Number of distinct chains : 243
Number of residue mappings: 82277
+----------------+---------+---------+---------+----------+
|structureChainId|pdbResNum|pdbSeqNum|uniprotId|uniprotNum|
+----------------+---------+---------+---------+----------+
|          2ZB1.A|        4|        4|   Q16539|         4|
|          2ZB1.A|        5|        5|   Q16539|         5|
|          2ZB1.A|        6|        6|   Q16539|         6|
|          2ZB1.A|        7|        7|   Q16539|         7|
|          2ZB1.A|        8|        8|   Q16539|         8|
+----------------+---------+---------+---------+----------+
only showing top 5 rows

CPU times: user 5.87 ms, sys: 2.92 ms, total: 8.79 ms
Wall time: 8.85 s


# 3. Join operation

In [6]:
# create a random dataset of ~10,000 chains
sample = ds.sample(withReplacement=False, fraction=0.0001, seed=1).select("structureChainId").withColumnRenamed("structureChainId", "id").distinct().cache()

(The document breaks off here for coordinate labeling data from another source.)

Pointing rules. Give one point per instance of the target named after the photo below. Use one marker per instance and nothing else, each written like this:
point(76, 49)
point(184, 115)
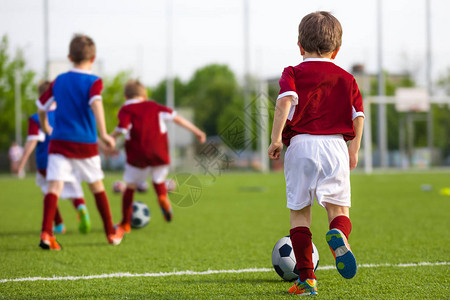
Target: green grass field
point(233, 226)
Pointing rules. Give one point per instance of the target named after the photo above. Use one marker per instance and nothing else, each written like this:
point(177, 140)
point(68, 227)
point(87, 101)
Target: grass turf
point(233, 226)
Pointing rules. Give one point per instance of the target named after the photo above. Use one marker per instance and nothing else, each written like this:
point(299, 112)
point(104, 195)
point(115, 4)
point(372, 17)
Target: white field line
point(179, 273)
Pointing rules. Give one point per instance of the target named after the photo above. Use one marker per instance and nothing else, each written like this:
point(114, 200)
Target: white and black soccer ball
point(119, 187)
point(140, 215)
point(283, 259)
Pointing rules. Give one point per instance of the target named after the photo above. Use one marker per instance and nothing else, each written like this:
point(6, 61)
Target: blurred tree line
point(214, 94)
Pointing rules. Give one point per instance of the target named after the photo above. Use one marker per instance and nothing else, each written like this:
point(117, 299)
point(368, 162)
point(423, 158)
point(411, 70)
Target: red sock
point(302, 245)
point(101, 200)
point(50, 204)
point(58, 218)
point(78, 201)
point(343, 224)
point(127, 206)
point(160, 189)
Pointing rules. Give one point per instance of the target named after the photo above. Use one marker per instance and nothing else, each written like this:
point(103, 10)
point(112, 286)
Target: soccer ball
point(119, 187)
point(142, 187)
point(171, 185)
point(283, 259)
point(140, 215)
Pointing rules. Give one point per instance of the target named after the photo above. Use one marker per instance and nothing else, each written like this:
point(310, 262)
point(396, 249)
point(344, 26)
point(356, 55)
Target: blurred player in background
point(318, 109)
point(14, 154)
point(147, 146)
point(38, 140)
point(73, 148)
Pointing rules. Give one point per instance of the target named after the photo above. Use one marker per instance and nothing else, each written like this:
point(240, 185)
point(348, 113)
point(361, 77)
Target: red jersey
point(143, 122)
point(326, 99)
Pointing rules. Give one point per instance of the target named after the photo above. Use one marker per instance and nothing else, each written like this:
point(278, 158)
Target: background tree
point(8, 68)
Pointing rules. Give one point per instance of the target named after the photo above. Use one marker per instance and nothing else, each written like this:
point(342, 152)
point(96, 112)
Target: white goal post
point(406, 100)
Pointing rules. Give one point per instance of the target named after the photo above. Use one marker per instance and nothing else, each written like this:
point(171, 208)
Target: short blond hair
point(81, 48)
point(320, 32)
point(43, 86)
point(134, 88)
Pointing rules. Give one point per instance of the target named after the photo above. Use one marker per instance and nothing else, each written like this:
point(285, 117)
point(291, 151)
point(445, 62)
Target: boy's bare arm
point(200, 135)
point(43, 121)
point(99, 114)
point(28, 149)
point(353, 147)
point(279, 119)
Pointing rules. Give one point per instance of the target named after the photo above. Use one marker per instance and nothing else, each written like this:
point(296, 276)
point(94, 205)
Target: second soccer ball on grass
point(140, 215)
point(284, 262)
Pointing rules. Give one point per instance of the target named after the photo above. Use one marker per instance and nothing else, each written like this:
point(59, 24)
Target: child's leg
point(101, 200)
point(159, 175)
point(77, 202)
point(58, 217)
point(337, 239)
point(50, 205)
point(302, 243)
point(338, 217)
point(127, 205)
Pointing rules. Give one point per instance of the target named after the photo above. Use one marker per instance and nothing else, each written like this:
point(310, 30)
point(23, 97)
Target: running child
point(38, 140)
point(319, 108)
point(73, 150)
point(147, 147)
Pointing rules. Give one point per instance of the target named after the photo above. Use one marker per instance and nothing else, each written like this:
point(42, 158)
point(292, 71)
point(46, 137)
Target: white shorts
point(136, 175)
point(317, 166)
point(66, 169)
point(71, 190)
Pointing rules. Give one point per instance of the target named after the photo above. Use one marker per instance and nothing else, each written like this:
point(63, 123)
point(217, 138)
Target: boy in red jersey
point(73, 150)
point(318, 109)
point(147, 146)
point(72, 190)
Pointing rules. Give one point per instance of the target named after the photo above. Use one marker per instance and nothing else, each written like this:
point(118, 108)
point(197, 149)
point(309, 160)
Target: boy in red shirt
point(147, 146)
point(318, 109)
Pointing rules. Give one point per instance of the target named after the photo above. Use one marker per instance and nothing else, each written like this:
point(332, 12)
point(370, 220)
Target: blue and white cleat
point(59, 229)
point(345, 260)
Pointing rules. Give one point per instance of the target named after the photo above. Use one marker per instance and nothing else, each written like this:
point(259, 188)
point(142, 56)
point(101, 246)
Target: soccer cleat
point(166, 208)
point(125, 227)
point(345, 260)
point(83, 217)
point(116, 237)
point(60, 228)
point(308, 287)
point(48, 242)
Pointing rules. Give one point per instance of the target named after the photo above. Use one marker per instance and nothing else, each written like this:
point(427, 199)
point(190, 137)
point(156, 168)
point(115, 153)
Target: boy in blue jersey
point(73, 150)
point(36, 139)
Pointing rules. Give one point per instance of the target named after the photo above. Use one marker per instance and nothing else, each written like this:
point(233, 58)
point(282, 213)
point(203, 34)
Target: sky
point(133, 36)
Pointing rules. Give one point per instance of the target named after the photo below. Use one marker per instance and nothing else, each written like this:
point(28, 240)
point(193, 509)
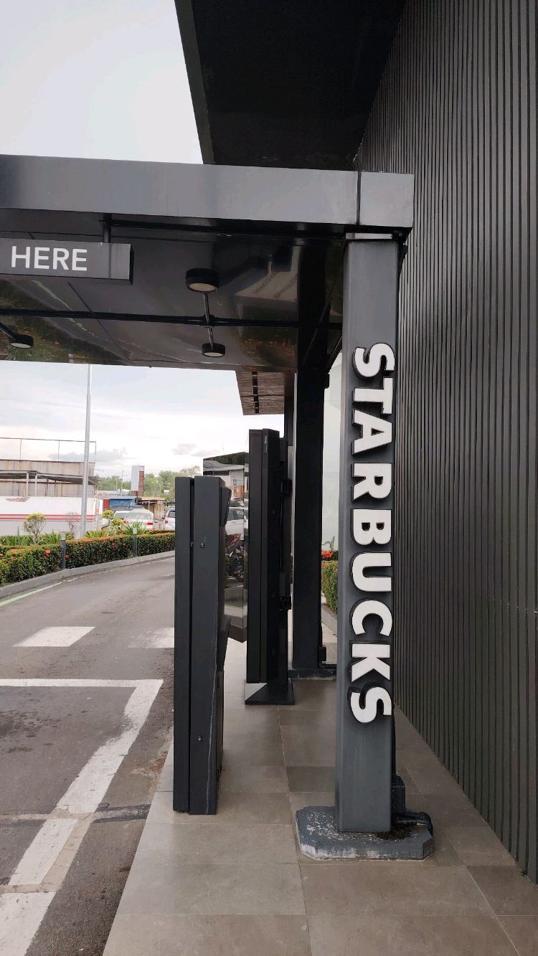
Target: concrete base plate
point(320, 840)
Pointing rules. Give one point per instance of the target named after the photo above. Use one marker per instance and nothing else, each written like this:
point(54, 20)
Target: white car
point(141, 516)
point(236, 521)
point(170, 519)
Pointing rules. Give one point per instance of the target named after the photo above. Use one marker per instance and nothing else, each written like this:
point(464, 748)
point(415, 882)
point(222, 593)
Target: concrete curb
point(32, 584)
point(328, 618)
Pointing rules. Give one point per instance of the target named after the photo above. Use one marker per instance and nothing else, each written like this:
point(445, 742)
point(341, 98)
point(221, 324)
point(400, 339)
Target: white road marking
point(20, 917)
point(19, 597)
point(161, 637)
point(89, 787)
point(43, 852)
point(55, 637)
point(55, 846)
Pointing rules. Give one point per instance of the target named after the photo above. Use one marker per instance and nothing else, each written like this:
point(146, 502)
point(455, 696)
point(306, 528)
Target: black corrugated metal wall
point(457, 107)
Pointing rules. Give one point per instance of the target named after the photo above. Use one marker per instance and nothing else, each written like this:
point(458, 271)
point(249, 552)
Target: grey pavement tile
point(317, 798)
point(174, 935)
point(214, 889)
point(245, 778)
point(389, 935)
point(253, 748)
point(311, 778)
point(242, 808)
point(508, 892)
point(400, 888)
point(308, 748)
point(165, 781)
point(523, 931)
point(446, 810)
point(428, 774)
point(316, 695)
point(477, 846)
point(251, 720)
point(307, 718)
point(226, 843)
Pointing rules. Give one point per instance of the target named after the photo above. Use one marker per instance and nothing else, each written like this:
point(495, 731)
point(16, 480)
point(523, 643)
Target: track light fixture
point(206, 281)
point(17, 340)
point(202, 280)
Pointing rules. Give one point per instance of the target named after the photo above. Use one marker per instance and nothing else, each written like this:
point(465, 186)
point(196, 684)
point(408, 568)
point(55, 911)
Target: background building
point(446, 91)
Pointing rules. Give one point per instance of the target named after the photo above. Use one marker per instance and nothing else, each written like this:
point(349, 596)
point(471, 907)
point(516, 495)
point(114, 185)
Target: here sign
point(80, 260)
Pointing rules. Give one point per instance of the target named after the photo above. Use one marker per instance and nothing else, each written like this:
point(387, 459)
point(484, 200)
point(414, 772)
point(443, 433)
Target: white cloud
point(162, 418)
point(103, 79)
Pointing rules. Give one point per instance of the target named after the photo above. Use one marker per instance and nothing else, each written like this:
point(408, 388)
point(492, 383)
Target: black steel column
point(365, 597)
point(308, 498)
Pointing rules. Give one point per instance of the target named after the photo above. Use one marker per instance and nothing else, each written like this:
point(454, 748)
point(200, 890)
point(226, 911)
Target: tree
point(111, 483)
point(34, 525)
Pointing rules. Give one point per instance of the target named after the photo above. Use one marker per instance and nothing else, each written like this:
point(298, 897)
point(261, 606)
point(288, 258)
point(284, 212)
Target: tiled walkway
point(234, 884)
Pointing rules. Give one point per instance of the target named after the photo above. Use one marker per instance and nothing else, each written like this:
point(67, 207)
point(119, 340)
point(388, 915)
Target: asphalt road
point(85, 719)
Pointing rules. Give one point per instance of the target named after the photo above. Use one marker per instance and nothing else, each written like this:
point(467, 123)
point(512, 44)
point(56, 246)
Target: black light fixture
point(206, 281)
point(202, 280)
point(17, 340)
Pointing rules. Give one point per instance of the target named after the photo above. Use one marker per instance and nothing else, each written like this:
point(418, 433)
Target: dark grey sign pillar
point(369, 798)
point(365, 543)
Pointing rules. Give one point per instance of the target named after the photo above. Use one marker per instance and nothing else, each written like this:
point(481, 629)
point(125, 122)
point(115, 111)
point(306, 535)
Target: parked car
point(235, 525)
point(141, 516)
point(170, 519)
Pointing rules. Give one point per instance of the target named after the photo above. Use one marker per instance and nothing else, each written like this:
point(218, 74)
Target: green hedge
point(329, 583)
point(19, 564)
point(8, 541)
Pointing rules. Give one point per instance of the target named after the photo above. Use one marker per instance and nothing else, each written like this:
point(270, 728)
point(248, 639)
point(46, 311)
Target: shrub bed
point(156, 541)
point(329, 583)
point(8, 541)
point(19, 564)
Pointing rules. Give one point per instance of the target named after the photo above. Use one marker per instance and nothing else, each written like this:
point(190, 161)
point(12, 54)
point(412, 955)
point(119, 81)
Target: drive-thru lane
point(85, 715)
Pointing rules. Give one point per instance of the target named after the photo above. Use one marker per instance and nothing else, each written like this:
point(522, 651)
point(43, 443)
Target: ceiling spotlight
point(202, 280)
point(206, 281)
point(213, 350)
point(17, 340)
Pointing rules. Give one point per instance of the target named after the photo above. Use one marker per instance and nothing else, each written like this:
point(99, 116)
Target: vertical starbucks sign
point(366, 614)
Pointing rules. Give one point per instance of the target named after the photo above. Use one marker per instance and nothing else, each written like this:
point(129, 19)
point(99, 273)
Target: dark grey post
point(308, 477)
point(365, 597)
point(370, 797)
point(200, 642)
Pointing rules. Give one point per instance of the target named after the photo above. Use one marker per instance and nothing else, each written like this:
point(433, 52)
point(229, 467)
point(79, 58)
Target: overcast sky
point(92, 78)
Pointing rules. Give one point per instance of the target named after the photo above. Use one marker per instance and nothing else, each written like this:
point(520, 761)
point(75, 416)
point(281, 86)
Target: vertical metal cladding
point(457, 107)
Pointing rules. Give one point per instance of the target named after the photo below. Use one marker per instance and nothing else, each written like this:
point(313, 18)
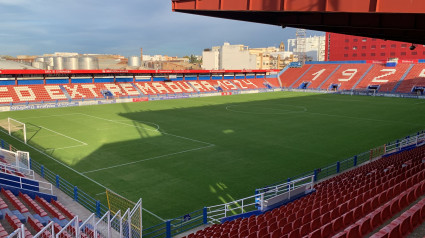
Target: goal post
point(132, 218)
point(17, 126)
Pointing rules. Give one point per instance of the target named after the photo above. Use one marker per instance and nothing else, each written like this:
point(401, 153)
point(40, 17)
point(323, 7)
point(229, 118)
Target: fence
point(197, 218)
point(71, 190)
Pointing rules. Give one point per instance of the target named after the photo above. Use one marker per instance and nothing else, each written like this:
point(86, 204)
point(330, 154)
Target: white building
point(315, 47)
point(229, 57)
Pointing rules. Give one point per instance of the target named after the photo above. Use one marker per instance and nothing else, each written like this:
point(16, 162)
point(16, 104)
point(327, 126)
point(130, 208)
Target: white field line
point(75, 171)
point(325, 114)
point(54, 115)
point(67, 147)
point(165, 133)
point(144, 160)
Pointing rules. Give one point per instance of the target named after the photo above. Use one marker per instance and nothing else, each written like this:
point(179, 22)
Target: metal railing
point(33, 185)
point(13, 168)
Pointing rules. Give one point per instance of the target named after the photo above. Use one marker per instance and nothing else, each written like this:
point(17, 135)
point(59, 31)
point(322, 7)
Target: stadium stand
point(414, 78)
point(352, 204)
point(346, 77)
point(316, 76)
point(291, 75)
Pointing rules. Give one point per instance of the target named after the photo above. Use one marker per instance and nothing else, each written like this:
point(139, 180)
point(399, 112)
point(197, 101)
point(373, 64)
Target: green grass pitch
point(181, 155)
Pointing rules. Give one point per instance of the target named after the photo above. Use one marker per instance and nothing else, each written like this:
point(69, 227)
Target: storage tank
point(71, 63)
point(39, 65)
point(39, 59)
point(88, 63)
point(134, 61)
point(58, 63)
point(49, 61)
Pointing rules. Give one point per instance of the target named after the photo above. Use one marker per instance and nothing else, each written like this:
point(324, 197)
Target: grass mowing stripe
point(75, 171)
point(144, 160)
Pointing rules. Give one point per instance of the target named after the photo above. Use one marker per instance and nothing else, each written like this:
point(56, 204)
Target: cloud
point(120, 27)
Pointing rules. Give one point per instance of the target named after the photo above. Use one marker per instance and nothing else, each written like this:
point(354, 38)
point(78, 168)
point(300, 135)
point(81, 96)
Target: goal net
point(132, 219)
point(16, 161)
point(15, 128)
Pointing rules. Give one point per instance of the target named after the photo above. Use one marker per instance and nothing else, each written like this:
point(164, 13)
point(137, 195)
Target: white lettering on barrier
point(186, 87)
point(146, 88)
point(318, 73)
point(25, 93)
point(174, 87)
point(208, 86)
point(248, 82)
point(239, 84)
point(228, 84)
point(91, 88)
point(350, 73)
point(160, 88)
point(197, 86)
point(115, 89)
point(129, 89)
point(378, 78)
point(74, 91)
point(55, 92)
point(5, 99)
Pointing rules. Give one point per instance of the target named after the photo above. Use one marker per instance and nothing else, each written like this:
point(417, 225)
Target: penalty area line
point(144, 160)
point(77, 172)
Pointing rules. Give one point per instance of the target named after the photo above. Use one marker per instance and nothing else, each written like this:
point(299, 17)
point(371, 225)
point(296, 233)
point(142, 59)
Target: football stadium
point(330, 148)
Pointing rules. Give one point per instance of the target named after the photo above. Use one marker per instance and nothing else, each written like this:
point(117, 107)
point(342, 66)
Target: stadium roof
point(384, 19)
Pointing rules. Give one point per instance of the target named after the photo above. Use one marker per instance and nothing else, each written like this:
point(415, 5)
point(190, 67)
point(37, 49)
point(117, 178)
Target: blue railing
point(68, 188)
point(197, 218)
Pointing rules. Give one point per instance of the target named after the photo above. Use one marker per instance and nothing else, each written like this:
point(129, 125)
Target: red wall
point(345, 47)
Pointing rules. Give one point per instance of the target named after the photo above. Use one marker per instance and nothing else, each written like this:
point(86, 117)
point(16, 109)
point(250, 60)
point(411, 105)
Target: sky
point(36, 27)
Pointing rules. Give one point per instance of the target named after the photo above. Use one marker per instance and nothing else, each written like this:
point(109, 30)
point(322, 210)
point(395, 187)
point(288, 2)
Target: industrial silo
point(39, 65)
point(58, 63)
point(49, 61)
point(71, 63)
point(39, 59)
point(134, 61)
point(88, 63)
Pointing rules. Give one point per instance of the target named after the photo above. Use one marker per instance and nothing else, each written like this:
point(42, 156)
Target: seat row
point(338, 205)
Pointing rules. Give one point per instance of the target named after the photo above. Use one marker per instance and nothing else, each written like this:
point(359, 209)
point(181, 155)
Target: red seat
point(353, 231)
point(337, 224)
point(326, 230)
point(348, 218)
point(294, 234)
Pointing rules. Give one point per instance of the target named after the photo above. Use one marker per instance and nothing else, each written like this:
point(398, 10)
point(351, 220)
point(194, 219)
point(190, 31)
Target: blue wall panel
point(57, 81)
point(7, 82)
point(30, 82)
point(87, 80)
point(104, 80)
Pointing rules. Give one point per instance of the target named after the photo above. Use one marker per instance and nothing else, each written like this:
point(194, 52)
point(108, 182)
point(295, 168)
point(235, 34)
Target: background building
point(344, 47)
point(229, 57)
point(314, 47)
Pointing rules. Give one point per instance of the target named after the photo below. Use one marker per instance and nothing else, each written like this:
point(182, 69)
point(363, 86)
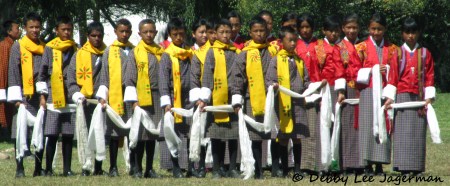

print("Sample size:", sample.count())
sample.show(5)

Sample size: 9330
+------+
|    id|
+------+
|4AAQ.L|
|2WGG.A|
|2GBF.A|
|3IE2.D|
|4XET.A|
+------+
only showing top 5 rows



Now we use this sample dataset to run a database inner join for ~10,000 records

In [7]:
%%time
subset = ds.join(sample, ds.structureChainId == sample.id).drop(sample.id)

print("Number of residue in subset:", subset.count())
subset.show(5)

Number of residue in subset: 3566391
+----------------+---------+---------+---------+----------+
|structureChainId|pdbResNum|pdbSeqNum|uniprotId|uniprotNum|
+----------------+---------+---------+---------+----------+
|          1CJ0.B|       -8|        1|   P07511|        15|
|          1CJ0.B|       -7|        2|   P07511|        16|
|          1CJ0.B|       -6|        3|   P07511|        17|
|          1CJ0.B|       -5|        4|   P07511|        18|
|          1CJ0.B|       -4|        5|   P07511|        19|
+----------------+---------+---------+---------+----------+
only showing top 5 rows

CPU times: user 6.85 ms, sys: 3 ms, total: 9.85 ms
Wall time: 9.57 s


# 4. Convert from Spark to Pandas dataframe

In [8]:
%%time
mk14_human.toPandas().head()

CPU times: user 741 ms, sys: 121 ms, total: 862 ms
Wall time: 1.79 s


Unnamed: 0,structureChainId,pdbResNum,pdbSeqNum,uniprotId,uniprotNum
0,2ZB1.A,4,4,Q16539,4
1,2ZB1.A,5,5,Q16539,5
2,2ZB1.A,6,6,Q16539,6
3,2ZB1.A,7,7,Q16539,7
4,2ZB1.A,8,8,Q16539,8


In [9]:
spark.stop()

In [10]:
end = time.time()
print("Spark dataframe total time", end-start, "sec.")

Spark dataframe total time 57.3903911113739 sec.